The NYPD’s Internal Affairs Bureau and the Brooklyn district attorney’s office confirmed Tuesday that they are investigating. Police said Afanador has been suspended and Isaac has been put on desk duty pending the outcome.

“What’s depicted on this video is troubling and warrants a thorough investigation,” Brooklyn DA Kenneth Thompson said in a statement.

A police union official, Patrick Lynch, called the video misleading because it doesn’t show how the teenage suspect was caught with drugs and tried to get away.

“As usual, the video fails to capture the offense that resulted in police action or the lengthy foot pursuit that culminated in the arrest,” Lynch said. “Situations like this one happen in real time under great stress. It’s very easy to be judgmental in the comfort of an office while sitting in front of a video screen.”

Prosecutors said the teen ended up pleading guilty to disorderly conduct and was released.

The case comes after an uproar over the death of an unarmed man, Eric Garner, during another videotaped arrest in July on Staten Island. The medical examiner ruled that a banned chokehold used by one of the arresting officers contributed to Garner’s death.

Garner, who was asthmatic, could be heard on the amateur video shouting, “I can’t breathe!”
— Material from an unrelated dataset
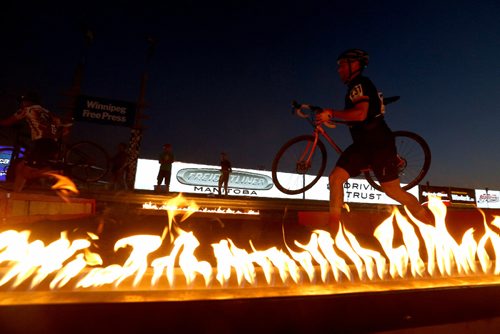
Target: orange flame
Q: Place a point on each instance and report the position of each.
(324, 257)
(64, 187)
A grand jury is hearing evidence to consider whether there should be criminal charges brought in Garner’s death. Union officials insist the officer used an authorized takedown move, not a chokehold.

Last week, Police Commissioner William Bratton warned that he’s taking steps to identify abusive officers and kick them off the police force, the nation’s largest.

The video of the teen’s arrest was posted online Tuesday by the website DNAinfo.